Who Really Won?

Friday, March 25, 2005

Free Press: Blackwell Says Ohio "A National Model"

The Free Press writes in more detail about the Blackwell testimony.

Some snips:

Ohio Secretary of State J. Kenneth Blackwell finally testified – something he had refused to do in the Moss v. Bush Ohio election challenge before the State Supreme Court and refused to do in Washington, D.C. His testimony proved so contentious that at one point Rep. Stephanie Tubbs-Jones, D-OH, told him to “haul butt” if he was unwilling to answer questions about irregularities in the 2004 election.

“Mr. Blackwell, there have been many allegations put out there – you don’t want to hear that,” Rep. Juanita Millender-McDonald said. “But they are out there… you did have long lines, therefore there was a certain amount of disenfranchisement.”
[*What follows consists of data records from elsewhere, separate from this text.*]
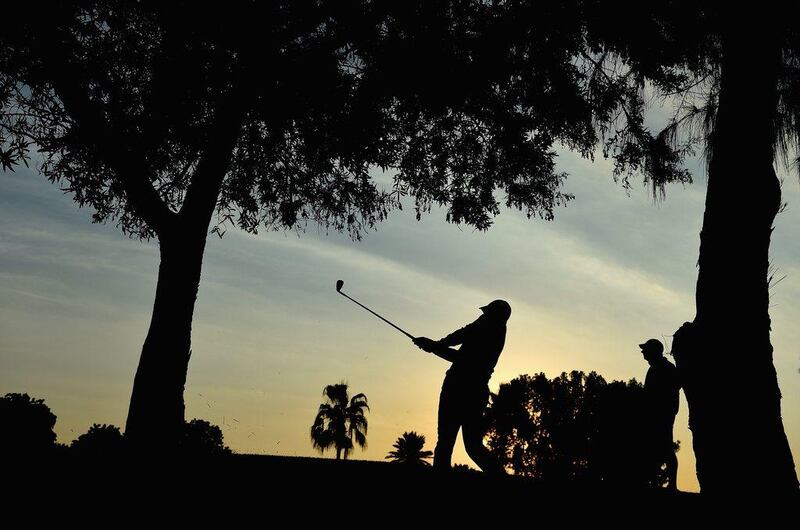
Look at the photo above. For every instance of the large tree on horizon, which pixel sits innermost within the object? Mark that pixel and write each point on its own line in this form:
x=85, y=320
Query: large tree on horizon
x=736, y=73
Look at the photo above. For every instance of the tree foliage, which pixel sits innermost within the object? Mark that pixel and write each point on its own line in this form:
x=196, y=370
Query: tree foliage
x=100, y=440
x=340, y=423
x=202, y=438
x=463, y=101
x=409, y=449
x=27, y=424
x=574, y=427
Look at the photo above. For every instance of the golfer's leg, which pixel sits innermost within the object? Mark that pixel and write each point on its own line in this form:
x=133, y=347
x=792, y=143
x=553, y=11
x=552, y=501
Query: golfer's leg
x=448, y=425
x=473, y=430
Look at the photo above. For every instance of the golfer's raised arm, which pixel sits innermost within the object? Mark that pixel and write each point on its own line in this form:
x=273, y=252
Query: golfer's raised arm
x=457, y=337
x=436, y=348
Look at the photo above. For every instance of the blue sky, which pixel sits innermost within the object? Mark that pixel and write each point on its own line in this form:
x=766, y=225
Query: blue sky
x=269, y=332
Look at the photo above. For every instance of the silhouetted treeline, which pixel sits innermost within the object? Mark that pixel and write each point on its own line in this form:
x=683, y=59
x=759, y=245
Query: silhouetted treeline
x=28, y=424
x=574, y=427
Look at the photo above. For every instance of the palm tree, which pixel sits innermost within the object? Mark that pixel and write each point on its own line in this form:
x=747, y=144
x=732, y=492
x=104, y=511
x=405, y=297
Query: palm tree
x=408, y=449
x=340, y=421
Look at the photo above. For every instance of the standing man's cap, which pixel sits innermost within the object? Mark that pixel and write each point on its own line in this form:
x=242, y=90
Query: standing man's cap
x=498, y=308
x=652, y=345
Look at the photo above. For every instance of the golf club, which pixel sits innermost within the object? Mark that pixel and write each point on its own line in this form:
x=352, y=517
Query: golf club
x=340, y=283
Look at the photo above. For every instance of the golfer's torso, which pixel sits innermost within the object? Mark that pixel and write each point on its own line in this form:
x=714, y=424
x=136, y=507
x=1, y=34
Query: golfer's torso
x=478, y=356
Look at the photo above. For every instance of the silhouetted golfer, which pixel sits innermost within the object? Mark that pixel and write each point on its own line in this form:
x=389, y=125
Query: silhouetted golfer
x=661, y=386
x=465, y=391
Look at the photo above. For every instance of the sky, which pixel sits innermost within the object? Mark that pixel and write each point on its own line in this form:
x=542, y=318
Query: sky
x=613, y=269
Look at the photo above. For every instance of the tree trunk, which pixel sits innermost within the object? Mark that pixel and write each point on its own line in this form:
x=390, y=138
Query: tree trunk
x=156, y=413
x=729, y=377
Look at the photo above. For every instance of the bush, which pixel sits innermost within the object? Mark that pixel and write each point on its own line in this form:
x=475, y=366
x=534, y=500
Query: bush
x=27, y=424
x=100, y=440
x=203, y=438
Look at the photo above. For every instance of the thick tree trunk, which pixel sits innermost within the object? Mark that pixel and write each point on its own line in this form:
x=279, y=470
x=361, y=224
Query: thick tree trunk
x=156, y=413
x=726, y=360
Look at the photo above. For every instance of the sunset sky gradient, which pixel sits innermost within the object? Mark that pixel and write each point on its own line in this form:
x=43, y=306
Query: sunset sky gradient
x=612, y=270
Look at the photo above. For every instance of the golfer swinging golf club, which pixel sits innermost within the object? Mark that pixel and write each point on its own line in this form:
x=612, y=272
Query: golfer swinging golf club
x=465, y=391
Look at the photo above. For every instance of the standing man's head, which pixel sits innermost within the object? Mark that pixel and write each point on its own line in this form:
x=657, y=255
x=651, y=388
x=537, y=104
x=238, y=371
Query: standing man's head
x=499, y=310
x=652, y=350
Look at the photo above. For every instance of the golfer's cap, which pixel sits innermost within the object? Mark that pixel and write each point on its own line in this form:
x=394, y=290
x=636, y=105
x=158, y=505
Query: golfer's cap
x=500, y=308
x=652, y=345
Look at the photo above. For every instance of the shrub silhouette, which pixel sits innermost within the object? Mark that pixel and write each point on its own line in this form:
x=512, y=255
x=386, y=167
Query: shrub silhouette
x=100, y=440
x=409, y=450
x=27, y=424
x=574, y=427
x=203, y=438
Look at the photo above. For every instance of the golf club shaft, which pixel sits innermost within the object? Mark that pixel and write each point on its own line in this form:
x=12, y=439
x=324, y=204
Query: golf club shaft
x=404, y=332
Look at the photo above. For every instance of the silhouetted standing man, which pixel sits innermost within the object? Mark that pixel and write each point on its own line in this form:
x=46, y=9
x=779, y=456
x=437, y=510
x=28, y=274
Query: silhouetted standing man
x=465, y=391
x=661, y=387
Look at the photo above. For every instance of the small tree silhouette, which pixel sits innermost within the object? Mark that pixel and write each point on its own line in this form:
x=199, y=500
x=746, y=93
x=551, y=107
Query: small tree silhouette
x=99, y=440
x=340, y=421
x=408, y=449
x=27, y=424
x=203, y=438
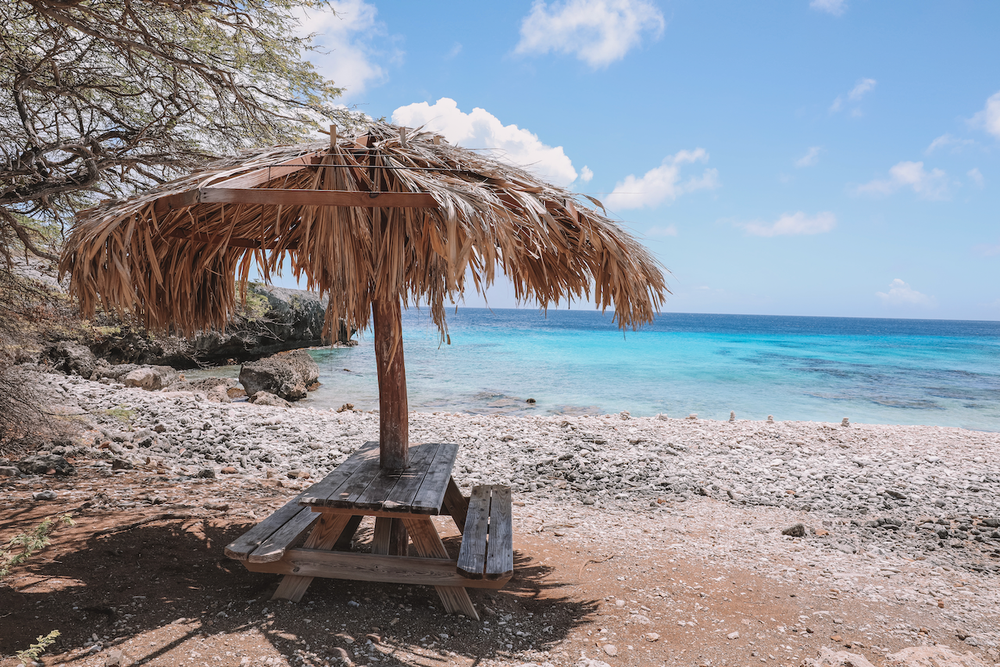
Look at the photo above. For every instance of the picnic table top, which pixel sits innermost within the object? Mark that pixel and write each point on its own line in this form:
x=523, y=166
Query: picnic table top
x=359, y=482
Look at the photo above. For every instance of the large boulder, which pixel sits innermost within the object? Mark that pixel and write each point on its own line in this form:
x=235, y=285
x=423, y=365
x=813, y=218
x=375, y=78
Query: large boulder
x=73, y=358
x=830, y=658
x=288, y=375
x=215, y=389
x=151, y=378
x=274, y=320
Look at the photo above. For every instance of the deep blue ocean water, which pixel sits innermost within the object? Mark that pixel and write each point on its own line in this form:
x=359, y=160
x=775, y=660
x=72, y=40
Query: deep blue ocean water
x=936, y=372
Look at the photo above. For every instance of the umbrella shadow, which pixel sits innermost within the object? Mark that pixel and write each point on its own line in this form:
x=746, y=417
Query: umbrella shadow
x=163, y=589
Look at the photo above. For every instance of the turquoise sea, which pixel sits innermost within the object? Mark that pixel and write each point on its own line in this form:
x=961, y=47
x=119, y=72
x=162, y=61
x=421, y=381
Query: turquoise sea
x=935, y=372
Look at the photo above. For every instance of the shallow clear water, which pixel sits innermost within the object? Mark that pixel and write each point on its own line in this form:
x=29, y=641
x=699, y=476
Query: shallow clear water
x=936, y=372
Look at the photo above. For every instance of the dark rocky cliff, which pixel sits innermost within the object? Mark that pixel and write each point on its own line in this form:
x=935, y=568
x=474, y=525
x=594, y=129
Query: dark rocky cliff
x=275, y=319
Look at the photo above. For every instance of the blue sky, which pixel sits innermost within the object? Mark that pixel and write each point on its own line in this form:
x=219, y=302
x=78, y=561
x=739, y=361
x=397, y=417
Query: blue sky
x=824, y=157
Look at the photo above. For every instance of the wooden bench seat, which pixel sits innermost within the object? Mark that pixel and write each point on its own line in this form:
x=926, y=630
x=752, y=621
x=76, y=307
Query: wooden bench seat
x=487, y=542
x=271, y=538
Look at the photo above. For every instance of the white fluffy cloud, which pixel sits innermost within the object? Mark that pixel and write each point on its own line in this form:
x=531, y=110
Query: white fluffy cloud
x=835, y=7
x=989, y=118
x=793, y=224
x=810, y=158
x=948, y=141
x=481, y=129
x=344, y=35
x=902, y=294
x=598, y=32
x=976, y=176
x=861, y=88
x=664, y=183
x=931, y=184
x=669, y=230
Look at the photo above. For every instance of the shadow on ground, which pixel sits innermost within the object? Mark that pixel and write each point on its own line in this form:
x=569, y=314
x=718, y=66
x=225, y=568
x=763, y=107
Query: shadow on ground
x=166, y=593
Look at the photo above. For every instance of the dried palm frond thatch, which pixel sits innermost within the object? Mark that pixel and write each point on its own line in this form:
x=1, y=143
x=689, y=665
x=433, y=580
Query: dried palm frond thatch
x=169, y=256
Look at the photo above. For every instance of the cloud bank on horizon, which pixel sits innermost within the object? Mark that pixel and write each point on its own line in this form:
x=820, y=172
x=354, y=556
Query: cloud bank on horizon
x=479, y=129
x=664, y=183
x=598, y=32
x=865, y=157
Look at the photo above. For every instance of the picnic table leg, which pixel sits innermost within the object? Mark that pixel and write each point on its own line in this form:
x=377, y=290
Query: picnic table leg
x=323, y=536
x=428, y=544
x=390, y=538
x=346, y=537
x=456, y=504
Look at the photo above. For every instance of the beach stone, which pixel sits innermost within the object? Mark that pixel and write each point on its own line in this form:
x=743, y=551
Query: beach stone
x=70, y=357
x=116, y=658
x=830, y=658
x=269, y=399
x=151, y=378
x=798, y=530
x=286, y=375
x=932, y=656
x=40, y=464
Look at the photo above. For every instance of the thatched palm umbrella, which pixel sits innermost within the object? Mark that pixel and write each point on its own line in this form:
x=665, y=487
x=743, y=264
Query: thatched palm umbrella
x=375, y=221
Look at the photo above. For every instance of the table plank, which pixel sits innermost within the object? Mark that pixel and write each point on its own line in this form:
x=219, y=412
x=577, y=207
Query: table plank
x=428, y=544
x=402, y=494
x=456, y=504
x=430, y=497
x=318, y=493
x=371, y=567
x=500, y=548
x=324, y=536
x=472, y=557
x=355, y=485
x=384, y=485
x=274, y=546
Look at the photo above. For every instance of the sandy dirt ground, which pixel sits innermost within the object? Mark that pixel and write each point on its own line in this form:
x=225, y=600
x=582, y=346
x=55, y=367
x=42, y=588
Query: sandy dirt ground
x=141, y=578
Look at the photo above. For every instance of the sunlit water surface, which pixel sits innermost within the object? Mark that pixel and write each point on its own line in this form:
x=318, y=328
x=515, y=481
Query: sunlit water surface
x=936, y=372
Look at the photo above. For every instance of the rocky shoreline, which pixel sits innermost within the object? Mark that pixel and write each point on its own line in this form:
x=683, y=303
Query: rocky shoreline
x=895, y=514
x=920, y=490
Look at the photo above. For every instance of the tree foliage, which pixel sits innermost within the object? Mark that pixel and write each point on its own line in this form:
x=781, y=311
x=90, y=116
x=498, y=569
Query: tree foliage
x=100, y=97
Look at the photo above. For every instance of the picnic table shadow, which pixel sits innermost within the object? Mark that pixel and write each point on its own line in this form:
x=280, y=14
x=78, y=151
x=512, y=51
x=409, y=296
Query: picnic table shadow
x=169, y=582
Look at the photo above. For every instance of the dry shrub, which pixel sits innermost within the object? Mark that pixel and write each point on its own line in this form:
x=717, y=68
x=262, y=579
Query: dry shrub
x=33, y=314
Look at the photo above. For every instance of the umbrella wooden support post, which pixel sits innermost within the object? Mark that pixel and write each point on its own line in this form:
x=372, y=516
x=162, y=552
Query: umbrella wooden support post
x=393, y=418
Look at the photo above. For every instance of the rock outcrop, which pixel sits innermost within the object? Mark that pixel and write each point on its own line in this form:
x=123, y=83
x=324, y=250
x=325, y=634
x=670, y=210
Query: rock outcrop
x=279, y=319
x=151, y=378
x=287, y=375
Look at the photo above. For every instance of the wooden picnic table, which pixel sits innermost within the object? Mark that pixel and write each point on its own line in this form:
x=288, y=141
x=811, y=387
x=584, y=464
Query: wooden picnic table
x=402, y=502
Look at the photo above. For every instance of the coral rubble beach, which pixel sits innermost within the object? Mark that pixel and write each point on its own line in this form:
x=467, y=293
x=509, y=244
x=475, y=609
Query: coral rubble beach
x=892, y=515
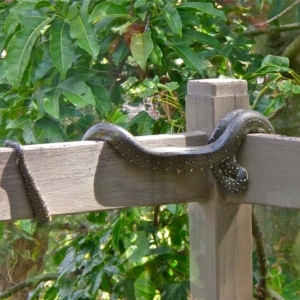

Blackwell – who turned his back to Millender-McDonald when she spoke and was told by the congresswoman to face him and speak up – had answers for all the problems cited. The shortage of voting machines was in part the federal government’s fault, he said, as HAVA required new machines – but only provided limited funding to buy those new machines. Thus he said he was unable to replace old machines or buy new ones, adding – and this is notable in itself – that even the newest electronic voting machines had unacceptable security flaws.

In sum, the House Administration Committee field hearing is likely to be one of the few chances the public will have the opportunity to hear Blackwell questioned and challenged in a legal forum. When the committee last asked him to appear– while he was in Washington, D.C. – Blackwell did not show up. Similarly, Blackwell refused to be deposed during the 2004 election challenge lawsuit process.

Blackwell did not answer many of the questions that would have been asked had he appeared before the election challenge legal team, attorney Cliff Arnebeck said. For example, Blackwell did not answer questions about specific vote counts in counties – where the number of votes tabulated was bigger than the number of registered voters. Those figures, which were certified and used to calculate Bush’s victory margin, were pointed out in the election challenge suit. Since then, Blackwell’s office has ‘corrected’ the official vote count, another election challenge legal team member said.

But the biggest point made at the March 21 hearing was this: if you accept Blackwell’s assertion that his administration of the 2004 vote was a model for the nation to follow, then this example of ‘best practices’ shows why elections have to be run based on one federal standard. Otherwise, you get what Rep. Jesse Jackson, Jr., D-IL, says are “13,000 separate and unequal” voting jurisdictions across the country.

Election officials like Blackwell and his county election directors all want to retain the power to run elections - creating rules, imposing barriers or removing them - as they see fit. That power, coupled with what Blackwell said were “security issues” with the latest electronic voting machines, even those with paper trails, shows why elections in the country have a long way to go before they can be fully free and fair.